With the Surface Pro 3, Microsoft seems more confused about the future than ever

Surface Pro 3

This time, Microsoft means business. At the original Surface tablet launch in 2012, it told us it meant business. Again, at the far more muted Surface 2 launch in September last year. Perhaps it didn’t really, really mean business those first two times. This time, it’s different. Promise.

The euphoria around new chief executive Satya Nadella’s first 100 days in charge has tapered off, mostly completely. In fact, it died down after the company’s Build event in early April.

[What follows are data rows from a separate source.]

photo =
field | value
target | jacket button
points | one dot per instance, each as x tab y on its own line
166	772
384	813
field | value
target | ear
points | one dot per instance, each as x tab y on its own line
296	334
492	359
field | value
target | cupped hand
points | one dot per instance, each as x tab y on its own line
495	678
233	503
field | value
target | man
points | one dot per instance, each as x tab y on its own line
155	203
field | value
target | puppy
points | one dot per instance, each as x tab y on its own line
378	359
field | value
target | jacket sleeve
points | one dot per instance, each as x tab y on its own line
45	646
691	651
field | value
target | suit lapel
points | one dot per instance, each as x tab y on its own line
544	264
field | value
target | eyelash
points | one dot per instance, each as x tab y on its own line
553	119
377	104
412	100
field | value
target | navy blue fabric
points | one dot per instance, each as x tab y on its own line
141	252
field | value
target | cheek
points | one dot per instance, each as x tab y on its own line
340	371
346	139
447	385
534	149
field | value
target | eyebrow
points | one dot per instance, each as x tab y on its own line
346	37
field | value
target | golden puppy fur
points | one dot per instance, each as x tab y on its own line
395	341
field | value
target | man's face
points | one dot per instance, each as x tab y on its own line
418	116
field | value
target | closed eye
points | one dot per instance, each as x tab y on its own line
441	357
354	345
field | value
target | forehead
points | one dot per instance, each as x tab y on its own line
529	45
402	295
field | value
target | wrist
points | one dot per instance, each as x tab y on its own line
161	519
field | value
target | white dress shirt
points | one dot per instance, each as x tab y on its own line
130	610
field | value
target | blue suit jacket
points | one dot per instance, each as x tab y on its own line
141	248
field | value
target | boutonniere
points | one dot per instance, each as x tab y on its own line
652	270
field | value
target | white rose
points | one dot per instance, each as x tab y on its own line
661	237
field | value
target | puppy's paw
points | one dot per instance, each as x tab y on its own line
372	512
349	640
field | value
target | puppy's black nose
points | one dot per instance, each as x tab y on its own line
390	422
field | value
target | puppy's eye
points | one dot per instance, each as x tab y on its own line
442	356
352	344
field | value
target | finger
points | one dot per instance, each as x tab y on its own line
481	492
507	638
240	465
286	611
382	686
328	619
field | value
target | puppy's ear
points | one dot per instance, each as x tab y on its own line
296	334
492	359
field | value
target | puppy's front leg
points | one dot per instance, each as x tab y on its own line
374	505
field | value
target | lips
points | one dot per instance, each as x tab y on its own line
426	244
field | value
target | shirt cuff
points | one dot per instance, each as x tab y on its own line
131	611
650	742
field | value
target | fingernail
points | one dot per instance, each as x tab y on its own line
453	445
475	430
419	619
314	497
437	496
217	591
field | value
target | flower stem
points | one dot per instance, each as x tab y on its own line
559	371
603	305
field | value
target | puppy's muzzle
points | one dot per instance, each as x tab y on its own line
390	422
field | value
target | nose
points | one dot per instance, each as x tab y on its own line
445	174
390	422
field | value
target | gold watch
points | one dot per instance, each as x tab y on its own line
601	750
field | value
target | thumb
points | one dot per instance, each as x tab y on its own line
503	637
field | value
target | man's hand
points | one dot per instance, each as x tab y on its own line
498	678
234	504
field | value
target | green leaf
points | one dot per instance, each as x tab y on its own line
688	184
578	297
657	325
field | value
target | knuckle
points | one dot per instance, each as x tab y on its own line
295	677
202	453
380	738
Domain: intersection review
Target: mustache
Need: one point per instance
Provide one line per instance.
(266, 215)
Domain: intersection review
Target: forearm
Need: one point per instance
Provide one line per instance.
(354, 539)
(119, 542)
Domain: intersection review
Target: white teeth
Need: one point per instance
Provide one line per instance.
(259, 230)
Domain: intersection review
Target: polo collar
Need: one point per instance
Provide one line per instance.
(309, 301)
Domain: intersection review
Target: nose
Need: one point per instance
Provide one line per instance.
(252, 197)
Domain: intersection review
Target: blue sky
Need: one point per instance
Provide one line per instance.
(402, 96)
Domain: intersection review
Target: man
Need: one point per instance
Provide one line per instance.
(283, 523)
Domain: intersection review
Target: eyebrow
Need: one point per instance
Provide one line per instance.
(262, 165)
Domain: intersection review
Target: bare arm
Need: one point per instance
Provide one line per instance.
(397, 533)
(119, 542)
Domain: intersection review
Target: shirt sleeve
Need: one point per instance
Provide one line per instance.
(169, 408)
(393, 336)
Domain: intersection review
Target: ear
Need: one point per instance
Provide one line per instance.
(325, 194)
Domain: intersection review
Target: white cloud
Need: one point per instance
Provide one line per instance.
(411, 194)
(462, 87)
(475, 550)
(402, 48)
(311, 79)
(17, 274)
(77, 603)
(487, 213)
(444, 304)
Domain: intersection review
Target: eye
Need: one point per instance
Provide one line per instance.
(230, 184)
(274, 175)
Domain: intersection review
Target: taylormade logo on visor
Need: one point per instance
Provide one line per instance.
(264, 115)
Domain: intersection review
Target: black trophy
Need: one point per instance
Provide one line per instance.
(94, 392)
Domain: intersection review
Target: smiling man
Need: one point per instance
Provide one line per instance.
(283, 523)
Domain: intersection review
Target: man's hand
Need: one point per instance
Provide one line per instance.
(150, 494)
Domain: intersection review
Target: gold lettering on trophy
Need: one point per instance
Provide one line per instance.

It’s fair to say that the Surface Pro 3 (why does it need the ‘Pro’ moniker in there?!) is not a Nadella product. It’s the latest in a long list of products and services that are still churning off the unstoppable Steve Ballmer-led conveyor belt. Nadella is stuck with Surface (and the Nokia devices business) whether he likes it or not. Given the choice and a blank slate, I’m not sure Nadella would be hurtling along the Surface highway (at least not in its current guise, anyway).

In summing up the selling point of the Surface (Pro 3!), Microsoft’s Surface chief Panos Panay told media at the device launch in New York on Tuesday: “This is the tablet than can replace your laptop”.

It’s ostensibly designed to “destroy” the laptop. Panay reportedly played up a comparison with a MacBook Air on stage. The original Surface line (including the bizarre ARM processor-based RT models) simply did not know what gap it was filling. At that point, it seemed as if Microsoft had taken a look around, realized it needed to make a post PC play, and instead of articulating a clear proposition, tried a bit of everything.

The new Surface is useable on your lap (despite the previous generations being sold, but not actually capable of that). ‘Lapability’ is the word Panos used. The “Pro” stylus input stays. Again, this is the worst of both worlds. Touch plus keyboard (‘Type Cover’) with no clear delineation between the two. What do I use the keyboard for? What do I use the trackpad for? When do I just touch the screen? When do I use the stylus? Steve Jobs’s famous quote about the stylus is more apt than ever.

By defining this as the ‘next laptop’, Microsoft is taking clear aim at its OEM partner. It wants that margin, despite computers (largely) having become low-margin products as we’ve reached a state of commoditisation

(Post Nokia, Microsoft now also has the Lumia 2520 tablet to figure out a value proposition and purpose for. It’s hardly a sub-premium device.)

Pricing is telling. The base model, at $800 plus a keyboard, at US$130, costs more than a base model MacBook Air (as many have pointed out). Spinning this as cheaper than a Mac is disingenuous given the fact that the Type Cover is sold separately. Shouldn’t that be bundled into the box? What use is a laptop without a keyboard?

The rumours about Apple’s 12 inch retina MacBook Air will only continue to get louder. That’s practically what the Surface Pro 3 is, save for a wonky, not-quite-attached keyboard. If (when?) that Mac device makes its appearance, which would you buy? Will enterprises embrace Surfaces widely? Perhaps that’s the trick up Microsoft’s sleeve?

John Gruber of Daring Fireball fame makes the point overnight: “A decade ago, it was Apple that was comparing the Mac to the PC (in the long-running John Hodgman/Justin Long “Get a Mac” campaign) — now the tables are turned.”

Is the laptop the future? Microsoft seems to think so, at least right now.